Mário Scheffer
Nesta terça-feira (1º), Dia Mundial de Luta Contra a Aids, precisamos lembrar dos 360 mil mortos e 1 milhão de casos da doença no Brasil, sem esquecer da sobreposição entre a persistente epidemia de HIV, cada vez mais negligenciada, e o novo coronavírus.
A pandemia de Covid-19 interrompeu a atenção a pacientes crônicos e prejudicou serviços de assistência, prevenção e testagem do HIV. O empobrecimento de famílias, as repercussões do isolamento, com aumento de violências, transtornos mentais e uso abusivo de álcool e drogas, submetem muita gente ao maior risco de infecção pelo HIV, à piora do estado de saúde e à morte relacionada à Aids.
Sem escola ou emprego, milhões de jovens serão muito afetados, pois mais da metade dos novos casos de HIV já ocorria entre quem tem de 15 a 29 anos —um quarto da população brasileira.
O “apagão” no combate à Aids no Brasil é anterior à Covid-19. À cruzada obscurantista que proíbe falar de sexo seguro nas escolas e censura campanhas dirigidas a gays juntou-se a indigência técnica de programas governamentais.
Com isso, foi cancelado o plano de tornar o Brasil um lugar onde novas infecções pelo HIV sejam raras e, quando ocorram, que cada cidadão, seja qual for a idade, sexo, raça, cor, orientação sexual, identidade de gênero ou situação social, esteja livre de discriminação e possa ser imediatamente acolhido pelo Sistema Único de Saúde (SUS).
Nos países que controlaram a epidemia de HIV, a prevenção foi adaptada às possibilidades, aos desejos e à vida das pessoas, não só focada nos preservativos.

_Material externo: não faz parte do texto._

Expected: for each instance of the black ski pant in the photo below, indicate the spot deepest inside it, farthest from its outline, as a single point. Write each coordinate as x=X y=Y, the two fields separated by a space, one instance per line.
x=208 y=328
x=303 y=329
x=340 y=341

O êxito veio da combinação de testes rápidos, redução de danos para usuários de drogas, tratamento pós-exposição (de emergência, em caso de sexo desprotegido), profilaxia pré-exposição ou PrEP (um comprimido por dia para pessoas HIV negativas expostas a riscos) e tratamento como prevenção (o fato de uma pessoa HIV positiva que toma os medicamentos não transmitir o vírus). No Brasil, essa prevenção “combinada” pouco alcança quem dela pode se beneficiar.
O HIV e o coronavírus têm pouco em comum quanto às formas de transmissão, efeitos no organismo, perfil das populações afetadas e estigmatização da doença. Ainda assim, e apesar de a política anti-HIV no Brasil não servir hoje de referência, a experiência acumulada em três décadas de combate à Aids deveria orientar decisões sobre a Covid-19.
Aprendemos que tratamentos eficazes, por si só, não acabam com epidemias, pois a disseminação do vírus age como marcador das desigualdades sociais. Os avanços demoram a chegar ou nem são acessados pelos mais vulneráveis.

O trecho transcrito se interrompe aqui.